One of seven defendants in a lawsuit over the 2012 murders of a locksmith and a deputy sheriff has agreed to pay the locksmith’s survivors $230,000 in an out-of-court settlement.
The other six defendants, all linked to the Stanislaus County Sheriff’s Department, remain in the lawsuit and a trial is scheduled for August.
In an unrelated development, a federal judge this week ended a “long struggle” by defense attorneys asking permission to scrutinize locksmith Glendon Engert’s computer, saying a privacy dispute was taking too long to referee. The judge anticipated that giving the county’s lawyers a peek “could potentially open a Pandora’s box of additional discovery disputes” and ruled that everyone already knows Engert spent a lot of time online.
Engert, 35, and deputy Bob Paris, 53, were ambushed while trying to serve an eviction at a Chrysler Drive fourplex in Modesto, sparking a lengthy standoff that ended in an inferno and gunman Jim Ferrario’s suicide. Engert’s widow and parents sued the county, noting that two investigations found fault with the Sheriff’s Department because of warnings about Ferrario’s instability and military-grade weapons.
Named as defendants are the county, Sheriff Adam Christianson, Paris’ estate, a deputy who was not shot, a supervising sergeant and lieutenant, and then-new landowner Roni Roberts.
Roberts and his company, RT Financial, denied having failed to warn Engert of potential danger at the home, which was locked when he and the deputies arrived. Ferrario shot the victims with an assault rifle as Engert was disabling a security door lock on the porch.
The $230,000 deal represents “a rough approximation of (Roberts’) proportionate liability” and should not be perceived as “an attempt to make (the county and other defendants) pay more than their fair share,” reads a court document signed by Roberts’ Modesto attorney, Cornelius Callahan.
“The shooting deaths of Glendon Engert and deputy Robert Paris were a tragedy,” Callahan said Friday in an email. “Mr. Roberts was moments away from being present when the shootings occurred. My client personally knew both men and mourns their loss.”
The settlement is subject to a judge’s approval on March 27 at federal court in Fresno.
“We think it’s a positive sign that the Engerts are willing to consider settlement in this matter,” said County Counsel John Doering.
In pretrial maneuvering, a Sacramento law firm hired to defend the county has sought to probe the bank records, state disability records, and birth control and fertility history of Glendon and Irina Engert. A judge in October allowed a look at three years of their mental health and marriage counseling records, saying they could help determine the scope of her loss and set a value on his lost income.

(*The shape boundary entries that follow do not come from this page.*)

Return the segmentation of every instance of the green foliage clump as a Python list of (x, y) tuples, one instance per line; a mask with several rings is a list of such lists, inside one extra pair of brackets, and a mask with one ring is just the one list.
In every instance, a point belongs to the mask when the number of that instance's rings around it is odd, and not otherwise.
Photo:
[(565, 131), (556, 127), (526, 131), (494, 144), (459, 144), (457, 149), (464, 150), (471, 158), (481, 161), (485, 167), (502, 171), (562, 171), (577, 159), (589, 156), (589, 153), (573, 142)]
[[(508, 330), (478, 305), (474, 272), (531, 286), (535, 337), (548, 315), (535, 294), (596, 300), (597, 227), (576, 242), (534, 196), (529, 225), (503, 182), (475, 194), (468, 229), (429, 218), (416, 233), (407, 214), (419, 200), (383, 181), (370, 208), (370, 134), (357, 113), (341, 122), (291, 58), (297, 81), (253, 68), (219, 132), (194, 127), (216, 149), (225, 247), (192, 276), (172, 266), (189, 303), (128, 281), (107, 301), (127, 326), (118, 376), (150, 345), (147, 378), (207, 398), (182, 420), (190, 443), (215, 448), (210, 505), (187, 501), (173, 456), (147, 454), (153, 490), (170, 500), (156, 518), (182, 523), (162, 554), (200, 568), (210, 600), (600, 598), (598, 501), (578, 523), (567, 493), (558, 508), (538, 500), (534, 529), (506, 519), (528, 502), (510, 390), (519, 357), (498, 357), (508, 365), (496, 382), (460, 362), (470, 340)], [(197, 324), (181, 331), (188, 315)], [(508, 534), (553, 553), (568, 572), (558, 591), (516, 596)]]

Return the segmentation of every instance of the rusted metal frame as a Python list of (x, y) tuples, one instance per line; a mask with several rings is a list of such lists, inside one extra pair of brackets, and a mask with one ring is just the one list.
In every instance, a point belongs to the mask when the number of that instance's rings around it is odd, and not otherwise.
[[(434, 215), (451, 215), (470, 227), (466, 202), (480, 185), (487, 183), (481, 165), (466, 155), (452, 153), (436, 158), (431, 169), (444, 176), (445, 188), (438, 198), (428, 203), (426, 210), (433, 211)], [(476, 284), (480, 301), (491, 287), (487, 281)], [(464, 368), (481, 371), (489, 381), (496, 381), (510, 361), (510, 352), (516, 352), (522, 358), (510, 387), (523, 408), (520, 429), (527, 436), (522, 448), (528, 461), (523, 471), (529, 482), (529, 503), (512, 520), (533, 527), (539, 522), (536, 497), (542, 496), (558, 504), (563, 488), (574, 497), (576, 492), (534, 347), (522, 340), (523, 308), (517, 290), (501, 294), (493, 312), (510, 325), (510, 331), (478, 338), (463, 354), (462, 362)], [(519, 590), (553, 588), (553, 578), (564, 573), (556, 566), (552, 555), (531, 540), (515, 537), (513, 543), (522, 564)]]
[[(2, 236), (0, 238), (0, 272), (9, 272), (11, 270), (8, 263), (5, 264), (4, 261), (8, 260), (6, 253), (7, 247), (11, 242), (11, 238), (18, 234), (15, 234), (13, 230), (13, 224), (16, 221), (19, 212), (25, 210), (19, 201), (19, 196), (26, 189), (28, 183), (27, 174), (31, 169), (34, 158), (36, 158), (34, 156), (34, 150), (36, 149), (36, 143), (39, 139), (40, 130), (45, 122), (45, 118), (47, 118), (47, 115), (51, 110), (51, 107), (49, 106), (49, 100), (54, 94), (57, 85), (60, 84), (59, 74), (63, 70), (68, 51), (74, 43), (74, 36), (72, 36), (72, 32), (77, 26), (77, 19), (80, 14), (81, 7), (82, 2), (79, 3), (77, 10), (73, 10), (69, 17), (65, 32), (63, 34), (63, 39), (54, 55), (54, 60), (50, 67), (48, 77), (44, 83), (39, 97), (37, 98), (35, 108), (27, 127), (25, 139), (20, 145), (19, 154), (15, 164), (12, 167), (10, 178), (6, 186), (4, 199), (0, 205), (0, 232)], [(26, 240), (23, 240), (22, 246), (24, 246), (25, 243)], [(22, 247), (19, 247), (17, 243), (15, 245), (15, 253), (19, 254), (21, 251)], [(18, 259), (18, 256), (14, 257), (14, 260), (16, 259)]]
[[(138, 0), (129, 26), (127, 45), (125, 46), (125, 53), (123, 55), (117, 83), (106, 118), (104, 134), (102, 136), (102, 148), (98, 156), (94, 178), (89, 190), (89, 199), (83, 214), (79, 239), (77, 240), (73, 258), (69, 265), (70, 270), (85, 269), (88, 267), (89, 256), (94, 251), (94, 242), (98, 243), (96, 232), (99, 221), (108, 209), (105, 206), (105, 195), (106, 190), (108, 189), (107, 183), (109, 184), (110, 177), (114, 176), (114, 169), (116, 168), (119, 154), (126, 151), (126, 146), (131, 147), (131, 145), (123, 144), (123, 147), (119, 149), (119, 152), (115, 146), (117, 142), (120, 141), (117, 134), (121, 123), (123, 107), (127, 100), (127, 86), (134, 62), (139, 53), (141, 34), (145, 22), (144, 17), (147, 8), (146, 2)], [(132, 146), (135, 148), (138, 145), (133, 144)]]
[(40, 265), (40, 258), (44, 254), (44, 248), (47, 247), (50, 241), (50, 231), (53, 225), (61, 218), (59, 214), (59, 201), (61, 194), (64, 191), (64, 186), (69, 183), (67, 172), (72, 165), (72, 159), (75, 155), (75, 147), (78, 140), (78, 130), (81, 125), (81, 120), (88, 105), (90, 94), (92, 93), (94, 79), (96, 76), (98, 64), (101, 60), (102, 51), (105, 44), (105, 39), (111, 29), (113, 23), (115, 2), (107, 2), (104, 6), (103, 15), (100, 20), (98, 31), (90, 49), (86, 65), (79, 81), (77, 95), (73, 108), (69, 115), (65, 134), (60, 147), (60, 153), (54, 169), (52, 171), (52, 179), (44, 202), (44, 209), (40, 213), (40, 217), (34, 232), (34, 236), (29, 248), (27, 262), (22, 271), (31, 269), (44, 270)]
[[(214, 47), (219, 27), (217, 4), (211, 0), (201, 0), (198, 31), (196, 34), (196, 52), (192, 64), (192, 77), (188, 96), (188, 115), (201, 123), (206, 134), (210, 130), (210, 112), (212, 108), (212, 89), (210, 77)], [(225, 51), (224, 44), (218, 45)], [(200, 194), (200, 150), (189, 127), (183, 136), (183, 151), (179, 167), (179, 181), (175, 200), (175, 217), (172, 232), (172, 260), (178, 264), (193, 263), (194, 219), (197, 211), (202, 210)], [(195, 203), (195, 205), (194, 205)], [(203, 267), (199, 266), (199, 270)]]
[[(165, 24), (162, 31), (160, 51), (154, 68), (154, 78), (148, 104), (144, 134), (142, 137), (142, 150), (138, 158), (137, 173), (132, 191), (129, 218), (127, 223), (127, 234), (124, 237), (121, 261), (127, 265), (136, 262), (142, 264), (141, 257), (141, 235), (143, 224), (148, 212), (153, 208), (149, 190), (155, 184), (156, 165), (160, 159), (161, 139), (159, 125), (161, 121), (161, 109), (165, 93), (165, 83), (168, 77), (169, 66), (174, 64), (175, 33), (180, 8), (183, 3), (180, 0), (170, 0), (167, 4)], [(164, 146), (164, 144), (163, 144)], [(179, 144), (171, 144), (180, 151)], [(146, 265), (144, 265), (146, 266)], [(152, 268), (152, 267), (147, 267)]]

On Tuesday, U.S. Judge Barbara McAuliffe pulled the plug on the county’s push to comb through the couple’s computer. The county’s lawyers hoped to show that Glendon Engert preferred online gaming to spending time with his wife, previous documents revealed, and McAuliffe said deposed testimony is enough to show “that Glendon spent a substantial amount (of) time on his home computer.”
Also, the county’s pursuit “has significantly morphed” over the months, the judge wrote, from a demand to see the whole thing to a request for specific search terms to another for “time spent on the computer.”
Doering on Friday said, “The focus of this whole matter initially was, and has been ever since, the imbalanced Mr. Ferrario, who precipitated this whole tragedy. He’s the bad guy – not the county, not anyone else.”